Sharply reduced ad spending by American Airlines has forced Temerlin McClain to cut 75 employees.
The agency layoffs are the third in a series of personnel cutbacks this year.
The Irving, Texas, shop had already discharged more than 130 staffers earlier this year, based on the loss of its Verizon wireless account and reduced spending by Nortel Networks.
Additionally, Temerlin had implemented a 5 percent pay reduction for staff members.
Now reverberations from the national tragedy of Sept. 11 have hit the agency hard, with client American Airlines cancelling most of its advertising plans through the end of the year, sources said.

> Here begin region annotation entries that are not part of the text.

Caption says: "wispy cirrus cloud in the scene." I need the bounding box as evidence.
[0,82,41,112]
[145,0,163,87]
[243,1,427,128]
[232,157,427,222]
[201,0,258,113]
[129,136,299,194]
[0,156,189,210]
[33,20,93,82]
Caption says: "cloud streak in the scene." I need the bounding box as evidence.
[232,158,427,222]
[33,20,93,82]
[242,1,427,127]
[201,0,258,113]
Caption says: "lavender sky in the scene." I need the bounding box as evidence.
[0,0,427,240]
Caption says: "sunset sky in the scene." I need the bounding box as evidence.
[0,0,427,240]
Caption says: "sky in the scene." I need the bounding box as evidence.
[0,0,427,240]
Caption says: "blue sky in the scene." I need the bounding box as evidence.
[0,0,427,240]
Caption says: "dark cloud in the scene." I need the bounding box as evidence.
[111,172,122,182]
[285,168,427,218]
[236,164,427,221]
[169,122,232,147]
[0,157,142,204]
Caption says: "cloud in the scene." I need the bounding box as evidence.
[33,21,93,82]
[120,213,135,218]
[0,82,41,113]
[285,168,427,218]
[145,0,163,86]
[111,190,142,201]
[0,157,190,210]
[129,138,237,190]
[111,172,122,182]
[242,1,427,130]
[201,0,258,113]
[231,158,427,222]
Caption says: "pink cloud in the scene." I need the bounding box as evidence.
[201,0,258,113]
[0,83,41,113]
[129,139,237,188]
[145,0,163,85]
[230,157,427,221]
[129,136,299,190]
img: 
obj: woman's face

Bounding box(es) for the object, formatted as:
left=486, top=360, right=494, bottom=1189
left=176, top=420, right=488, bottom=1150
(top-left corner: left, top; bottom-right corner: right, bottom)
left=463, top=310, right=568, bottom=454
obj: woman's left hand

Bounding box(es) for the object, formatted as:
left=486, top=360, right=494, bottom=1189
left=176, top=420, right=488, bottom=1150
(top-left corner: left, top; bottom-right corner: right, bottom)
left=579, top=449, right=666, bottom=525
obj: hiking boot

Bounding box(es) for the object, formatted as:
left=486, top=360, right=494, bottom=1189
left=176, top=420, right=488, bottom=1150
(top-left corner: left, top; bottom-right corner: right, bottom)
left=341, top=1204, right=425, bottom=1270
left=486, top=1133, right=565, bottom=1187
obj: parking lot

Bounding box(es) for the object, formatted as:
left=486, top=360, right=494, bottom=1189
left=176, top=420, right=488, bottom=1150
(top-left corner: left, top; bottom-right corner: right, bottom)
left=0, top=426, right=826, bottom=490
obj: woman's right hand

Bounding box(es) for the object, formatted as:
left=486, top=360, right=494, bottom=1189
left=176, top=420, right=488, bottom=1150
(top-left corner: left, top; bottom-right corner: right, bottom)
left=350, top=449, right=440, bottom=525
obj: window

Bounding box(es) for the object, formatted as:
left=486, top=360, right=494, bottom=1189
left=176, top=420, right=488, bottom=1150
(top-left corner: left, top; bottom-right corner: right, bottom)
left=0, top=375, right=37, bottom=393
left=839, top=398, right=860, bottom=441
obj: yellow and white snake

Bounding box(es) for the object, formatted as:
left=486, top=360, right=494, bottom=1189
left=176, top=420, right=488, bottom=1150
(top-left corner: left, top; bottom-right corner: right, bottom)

Client officials could not be reached for comment.
Temerlin chief executive officer Dennis McClain and other top officials did not return phone calls seeking comment.
An agency source who spoke on condition of anonymity, confirmed that 75 staffers have been let go. Although the cuts are directly related to American Airlines, personnel across the board were affected.
Said the source, "They left the core of the American team in place because they want it to be in place when [American's spending] comes back."
The agency layoffs took place the same week that Fort Worth, Texas-based American Airlines announced 20,000 job cuts.
The total number of employees now at Temerlin remains in flux as the agency attempts to integrate former staffers of the McCann-Erickson Southwest office in Dallas. The process, scheduled to be completed this month, was originally going to bring the workforce total to 490, with about 75 coming from the McCann side.
Ironically, the carrier bowed an "American's getting back to business" campaign from Temerlin last week. Full-page ads ran in more than 20 major metro newspapers, including The Wall Street Journal and USA Today. The airline offered 25-50 percent discounts on coach fares and lifted its Saturday night stay requirement. It also expedited award redemptions and announced the return of Internet specials.
Now that the print campaign has broken, the agency is in a holding pattern, waiting to see what new work—if any—will be forthcoming from what has been its largest client.
"They're taking it day by day," the source said of Temerlin's officials. "I don't think there's a master plan."